Where should I sue?
Kluwer Patent Blog
June 21, 2010
Please refer to this post as:, ‘Where should I sue?’, Kluwer Patent Blog, June 21 2010, http://patentblog.kluweriplaw.com/2010/06/21/where-should-i-sue/
One of the first questions that arise when a patentee is considering embarking on patent litigation is “Where should I sue?”. The answer to this question depends on a variety of factors, such as the workload of the Courts, their experience in patent cases, the convenience of the patentee and, of course, the legal framework governing territorial jurisdiction. In principle, “forum shopping” is legitimate as long as the patentee shops from the supermarkets established in the law.
In this regard, Article 125.2 of the Spanish Patent Act establishes that “The judge of first instance in the seat of the Higher Court of Justice of the Autonomous Community corresponding to the domicile of the plaintiff shall be competent and, where there are several, one may be permanently designated by the competent legal body“. However, the third paragraph of the same article, which was introduced in 2001, adds that “In the case of actions claiming the infringement of a patent right, competence shall also fall, at the claimant’s discretion, to the court authority referred to in the previous paragraph in the Autonomous Region in which the infringement has been committed or its effects have been noted”.
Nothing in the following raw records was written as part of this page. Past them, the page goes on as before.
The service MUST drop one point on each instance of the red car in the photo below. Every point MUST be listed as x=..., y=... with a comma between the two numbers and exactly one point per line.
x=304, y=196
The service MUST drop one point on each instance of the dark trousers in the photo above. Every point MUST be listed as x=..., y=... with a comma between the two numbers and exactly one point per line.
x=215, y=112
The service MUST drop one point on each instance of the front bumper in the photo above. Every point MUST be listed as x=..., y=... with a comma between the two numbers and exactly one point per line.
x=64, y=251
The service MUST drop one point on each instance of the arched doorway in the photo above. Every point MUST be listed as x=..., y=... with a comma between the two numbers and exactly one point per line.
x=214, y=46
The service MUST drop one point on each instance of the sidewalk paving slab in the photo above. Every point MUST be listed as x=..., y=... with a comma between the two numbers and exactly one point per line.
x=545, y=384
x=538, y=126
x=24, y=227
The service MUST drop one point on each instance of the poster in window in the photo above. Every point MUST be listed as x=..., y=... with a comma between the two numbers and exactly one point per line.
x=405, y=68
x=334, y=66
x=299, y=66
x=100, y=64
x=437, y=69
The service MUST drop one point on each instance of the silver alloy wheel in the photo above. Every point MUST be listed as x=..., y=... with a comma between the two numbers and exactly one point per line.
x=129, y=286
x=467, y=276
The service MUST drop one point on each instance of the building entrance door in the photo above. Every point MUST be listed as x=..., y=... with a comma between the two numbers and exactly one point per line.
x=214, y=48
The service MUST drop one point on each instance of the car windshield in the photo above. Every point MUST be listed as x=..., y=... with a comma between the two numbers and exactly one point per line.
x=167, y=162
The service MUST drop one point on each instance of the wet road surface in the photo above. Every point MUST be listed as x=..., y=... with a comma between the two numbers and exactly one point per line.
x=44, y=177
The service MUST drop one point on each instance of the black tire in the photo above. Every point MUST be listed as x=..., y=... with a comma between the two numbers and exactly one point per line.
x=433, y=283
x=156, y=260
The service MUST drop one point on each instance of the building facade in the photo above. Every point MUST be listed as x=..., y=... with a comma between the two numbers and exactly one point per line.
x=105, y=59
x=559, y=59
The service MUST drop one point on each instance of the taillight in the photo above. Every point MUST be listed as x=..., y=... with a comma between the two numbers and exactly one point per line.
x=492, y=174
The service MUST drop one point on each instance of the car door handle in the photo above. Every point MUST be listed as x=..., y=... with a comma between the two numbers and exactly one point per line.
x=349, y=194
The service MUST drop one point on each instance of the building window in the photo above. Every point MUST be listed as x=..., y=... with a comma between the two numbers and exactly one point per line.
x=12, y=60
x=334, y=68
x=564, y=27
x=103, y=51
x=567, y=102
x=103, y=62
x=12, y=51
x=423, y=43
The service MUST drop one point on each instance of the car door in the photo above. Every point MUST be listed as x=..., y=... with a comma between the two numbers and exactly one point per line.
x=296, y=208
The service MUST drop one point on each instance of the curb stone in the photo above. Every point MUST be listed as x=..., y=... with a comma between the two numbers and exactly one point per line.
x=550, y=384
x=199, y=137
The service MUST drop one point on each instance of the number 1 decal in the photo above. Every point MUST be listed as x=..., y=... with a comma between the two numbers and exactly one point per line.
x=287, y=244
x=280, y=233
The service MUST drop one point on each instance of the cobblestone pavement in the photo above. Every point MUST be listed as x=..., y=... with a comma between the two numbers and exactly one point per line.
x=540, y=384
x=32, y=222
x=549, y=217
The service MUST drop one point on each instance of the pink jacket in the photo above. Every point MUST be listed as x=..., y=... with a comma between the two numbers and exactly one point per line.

Over the last few years, several cases have sparked the debate as to whether according to the aforementioned paragraphs the patentee is free to choose from two alternative territorial forums or, on the contrary, whether the forum established in paragraph 3 is only applicable when the defendant does not have a domicile in Spain. In its Ruling of 13 June 2008, Barcelona Commercial Court number 4 clarified that the patentee is free to choose the jurisdiction of the Courts where the infringing acts cause “effects” as long as this does not circumvent, in fraud of law, mandatory norms on territorial jurisdiction. The Granada Commercial Court reached the same conclusion in its Ruling of 25 November 2009, where it rejected the allegations of a company based in Barcelona which had challenged the territorial jurisdiction of the Court alleging that the patent infringement action should have been filed before the Courts where the defendant is domiciled (i.e. Barcelona).
These two cases show that Spanish Commercial Courts are moving away from the inertia of the old days, where Spanish Courts would only accept territorial jurisdiction to hear patent cases provided the defendant had its domicile in their region. When deciding where I should sue, the Courts of any region where the acts of infringement cause effects is now an alternative forum.